Je m'estois autrefois voulu entremettre d'une paix entre les Hurons & les Hiroquois, pour pouvoir planter le S. Evangile par tout & faciliter les chemins de la traicte à plusieurs Nations qui n'y ont point d'accez, mais quelques Messieurs de la societé me dirent qu'il n'estoie pas expedient & pour cause, d'autant que si les Hurons avoient paix avec les Hiroquois, les mesmes Hiroquois meneroient les Hurons à la traicte des Flamands, & les divertiroient de Kebec qui est plus esloigné.


De deux François tuez par un Montagnais qui fut emprisonné aprés ses ostages rendus. Du lac appellé sainct Joseph où les Sauvages allerent hyverner & comme ils levent le camp.

CHAPITRE IV.

EN la mesme année 1627 sur la fin du mois d'Aoust, arriva à Kebec le sieur de la Rade Vice Admiral de la flotte envoyé par le sieur Guillaume de Caën, pour la traicte des pelleteries. Le P. Joseph le Caron Superieur de nostre maison luy alla rendre ses devoirs & offrir les prieres de ses Religieux desquelles il fist assez peu d'estat pour avoir deslors pris resolution en son ame de faire banqueroute à l'Eglise pour espouser une fille à ce qu'on croit.

La discourtoisie de ce personnage augmentée par ce dessein, se fist encor voir au refus qu'il fist de passer en France un petit Sauvage nommé Louys, baptizé par nos Peres le jour de la Pentecoste dernier. Le Pere Joseph n'ayant pu flechir ce coeur endurcy y employa le pere de l'enfant, qui luy fist offre d'une quantité de pelleteries, vallant quatre fois plus que ne montoit la taxe ordonnée pour le pasage d'un homme en France, mais il demeura inflexible, on luy parle de s'en plaindre à Messieurs du conseil, & pour cela il ne s'esbranla point, par ainsi il fallut desister & avoir patience en retenant ce petit garçon par devers nous.
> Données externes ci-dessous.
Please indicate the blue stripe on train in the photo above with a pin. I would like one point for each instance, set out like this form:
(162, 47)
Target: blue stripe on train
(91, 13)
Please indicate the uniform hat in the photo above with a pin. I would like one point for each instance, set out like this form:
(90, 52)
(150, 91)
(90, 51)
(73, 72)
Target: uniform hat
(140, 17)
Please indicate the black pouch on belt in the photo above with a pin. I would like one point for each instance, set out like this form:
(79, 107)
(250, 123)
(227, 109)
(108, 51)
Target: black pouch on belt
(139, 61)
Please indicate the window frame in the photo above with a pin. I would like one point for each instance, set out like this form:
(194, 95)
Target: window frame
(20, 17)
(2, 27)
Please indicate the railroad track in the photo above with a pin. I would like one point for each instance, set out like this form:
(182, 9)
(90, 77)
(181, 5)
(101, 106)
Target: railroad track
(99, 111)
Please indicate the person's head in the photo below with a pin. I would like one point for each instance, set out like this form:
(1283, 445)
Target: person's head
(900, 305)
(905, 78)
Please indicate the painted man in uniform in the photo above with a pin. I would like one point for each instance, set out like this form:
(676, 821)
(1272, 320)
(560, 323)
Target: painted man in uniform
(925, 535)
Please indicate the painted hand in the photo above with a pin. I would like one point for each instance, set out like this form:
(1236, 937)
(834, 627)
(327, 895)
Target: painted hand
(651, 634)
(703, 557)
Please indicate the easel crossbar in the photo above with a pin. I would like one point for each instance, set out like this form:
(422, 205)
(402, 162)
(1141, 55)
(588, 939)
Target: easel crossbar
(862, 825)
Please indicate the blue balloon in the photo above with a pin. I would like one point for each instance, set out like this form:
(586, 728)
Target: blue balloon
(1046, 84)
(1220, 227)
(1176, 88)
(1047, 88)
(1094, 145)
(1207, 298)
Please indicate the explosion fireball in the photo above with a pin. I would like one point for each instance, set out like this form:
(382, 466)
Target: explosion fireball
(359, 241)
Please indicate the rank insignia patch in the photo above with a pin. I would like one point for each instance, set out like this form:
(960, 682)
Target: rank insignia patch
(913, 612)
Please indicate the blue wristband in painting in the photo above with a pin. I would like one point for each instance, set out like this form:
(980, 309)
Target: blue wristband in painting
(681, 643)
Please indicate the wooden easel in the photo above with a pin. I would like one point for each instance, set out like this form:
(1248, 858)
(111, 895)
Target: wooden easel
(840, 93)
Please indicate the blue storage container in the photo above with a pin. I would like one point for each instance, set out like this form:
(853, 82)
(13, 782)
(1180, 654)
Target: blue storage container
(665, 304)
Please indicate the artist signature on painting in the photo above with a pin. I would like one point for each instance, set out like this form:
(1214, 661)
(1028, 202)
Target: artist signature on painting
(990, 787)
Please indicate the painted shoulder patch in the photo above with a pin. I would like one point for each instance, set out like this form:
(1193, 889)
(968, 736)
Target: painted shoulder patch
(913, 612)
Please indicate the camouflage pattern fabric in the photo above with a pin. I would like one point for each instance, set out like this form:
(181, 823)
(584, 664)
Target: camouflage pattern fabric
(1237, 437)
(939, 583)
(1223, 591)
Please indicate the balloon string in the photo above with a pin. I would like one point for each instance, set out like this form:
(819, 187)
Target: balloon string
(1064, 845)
On nous a asseuré du depuis que ledit sieur de la Rade estoit rentré au giron de l'Eglise, de quoy je loué Dieu & m'en resjouis.

En ce temps là les Sauvages commencerent de s'assembler pour la pesche de l'anguille desquels un nommé Mahican Atic Ouche eut quelque différent avec le boulenger de l'habitation & un autre qui avoit esté à gage de Maistre Robert le Chirurgien.

Leur dispute ne vint que pour un morceau de pain que ces François refuserent à ce Sauvage qui leur demandoit avec quelque violence & les autres en luy refusant, luy donnèrent du poing & presenterent le bout d'une arequebuze sans dessein toutesfois de l'en offencer, mais seulement pour repousser la force par la force & la violence de celuy qui estoit violenté par la faim. Ce que le Barbare prit neantmoins tellement à coeur qu'il se resolut deslors de les tuer tous deux au premier jour qu'il en trouveroit l'opportunité.

En ce temps là le sieur Champlain eut volonté de faire un voyage au Cap de tourmente, pour lequel il fist choix d'un nommé Henry domestique de la Dame Hebert & de quelques autres pour conduire sa chalouppe. Ce pauvre Henry avoit eu un songe admirable la nuict precedente, il luy estoit advis que revenant du Gap de tourmente, les Sauvages le vouloient tuer à coups de haches & despées, ce qui le fist crier si haut à son compagnon couché auprès de luy, Louys, Louys, secourez moy, les Sauvages me tuent, que s'estant esveillé au bruit il trouva que c'estoit songe & non point vérité, & se r'asseura à force de luy dire qu'il ne falloit point adjouster de foy aux songes & resveries qui nous viennent la nuict en dormant.

Sa maistresse qui ne le pouvoit dispenser de ce voyage nonobstant les excuses & les prieres, luy conseilla de prendre son chien & qu'il luy seroit de bonne guette; mais le mal-heur fut que le sieur de Champlain estant pressé de partir, le pauvre Henry n'eut pas le loisir d'embarquer son chien, qui luy eut sauvé la vie & tiré du péril.